Department of Management

 

Date of this Version

1991

Comments

Published in Journal of Management Systems 3:3 (1991), pp. 25-39. Copyright © 1991 Maximilian Press, Publisher, for the Association of Management/International Association of Management. http://www.aom-iaom.org/jms.html Used by permission.

Abstract

Self-managing teams are rapidly approaching the popularity of Quality Circles in both the popular and organizational literature. However, before this promising notion becomes the next panacea for the ills of our declining international competitiveness, we must investigate the fundamental question of how superior managed professionals become transformed into self-managers. This paper presents a model of a leadership-making process which purports to produce the transformation of superior manager professionals into self-managing and partially self-designing units. The focus of this paper is on the upper end of the self- managing category of Hackman’s (1986) authority matrix.

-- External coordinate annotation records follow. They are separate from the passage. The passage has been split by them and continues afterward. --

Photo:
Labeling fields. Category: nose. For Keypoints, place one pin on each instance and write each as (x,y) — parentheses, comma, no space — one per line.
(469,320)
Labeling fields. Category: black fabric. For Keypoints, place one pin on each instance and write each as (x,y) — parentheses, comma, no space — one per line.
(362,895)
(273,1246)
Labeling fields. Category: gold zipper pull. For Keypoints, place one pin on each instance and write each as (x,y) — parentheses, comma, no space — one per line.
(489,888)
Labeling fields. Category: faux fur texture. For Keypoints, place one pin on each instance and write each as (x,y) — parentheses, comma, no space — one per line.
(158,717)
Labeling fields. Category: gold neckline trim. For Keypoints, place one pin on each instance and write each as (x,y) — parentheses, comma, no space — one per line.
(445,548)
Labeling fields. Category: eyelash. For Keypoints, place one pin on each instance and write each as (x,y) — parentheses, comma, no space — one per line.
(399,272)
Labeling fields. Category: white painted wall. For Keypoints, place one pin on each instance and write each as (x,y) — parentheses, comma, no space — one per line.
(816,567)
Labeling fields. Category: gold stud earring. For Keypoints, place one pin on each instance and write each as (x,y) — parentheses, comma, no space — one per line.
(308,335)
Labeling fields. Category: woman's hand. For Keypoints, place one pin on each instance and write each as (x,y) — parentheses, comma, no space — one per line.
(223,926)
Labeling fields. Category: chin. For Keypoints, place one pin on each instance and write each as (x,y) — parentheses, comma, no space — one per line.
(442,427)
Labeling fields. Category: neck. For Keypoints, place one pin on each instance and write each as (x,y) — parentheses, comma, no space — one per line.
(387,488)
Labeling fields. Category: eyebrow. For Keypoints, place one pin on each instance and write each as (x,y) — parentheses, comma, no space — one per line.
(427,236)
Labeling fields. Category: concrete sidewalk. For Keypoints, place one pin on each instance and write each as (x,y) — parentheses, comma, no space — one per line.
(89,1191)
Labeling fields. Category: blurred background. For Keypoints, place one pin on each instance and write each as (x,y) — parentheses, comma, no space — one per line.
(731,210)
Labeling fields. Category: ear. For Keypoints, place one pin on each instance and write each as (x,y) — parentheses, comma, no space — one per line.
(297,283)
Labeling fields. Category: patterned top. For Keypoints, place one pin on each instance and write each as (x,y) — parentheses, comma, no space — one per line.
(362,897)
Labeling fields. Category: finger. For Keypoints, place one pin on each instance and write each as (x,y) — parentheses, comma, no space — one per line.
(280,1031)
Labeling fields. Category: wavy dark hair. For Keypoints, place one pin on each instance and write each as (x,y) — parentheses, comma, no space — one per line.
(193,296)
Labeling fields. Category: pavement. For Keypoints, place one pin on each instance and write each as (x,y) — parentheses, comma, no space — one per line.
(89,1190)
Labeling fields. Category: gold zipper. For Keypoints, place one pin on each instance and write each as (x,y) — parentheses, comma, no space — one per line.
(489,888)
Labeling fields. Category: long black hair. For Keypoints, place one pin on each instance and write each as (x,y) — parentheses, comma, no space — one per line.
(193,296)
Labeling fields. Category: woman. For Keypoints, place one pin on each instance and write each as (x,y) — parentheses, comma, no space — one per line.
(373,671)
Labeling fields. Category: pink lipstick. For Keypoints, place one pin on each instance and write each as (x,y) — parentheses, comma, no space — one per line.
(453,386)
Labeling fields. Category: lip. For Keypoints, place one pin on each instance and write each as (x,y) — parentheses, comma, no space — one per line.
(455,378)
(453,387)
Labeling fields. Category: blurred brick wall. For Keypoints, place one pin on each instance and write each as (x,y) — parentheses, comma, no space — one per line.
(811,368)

A life cycle model of leadership-making is outlined, and emphasis is placed on the process by which teamwork is built from within and the activities which allow individuals to (a) outgrow their dependence on outside direction and control and (b) realize that a more effective strategy for accomplishing their own (“I”) needs is through satisfying learn (“We”) needs (i.e., the “transformation”). This model for the process of becoming a self-managing team player provides a data-grounded rationale (covering over 20 years of programmatic research) in order to facilitate hypothesis-testing research.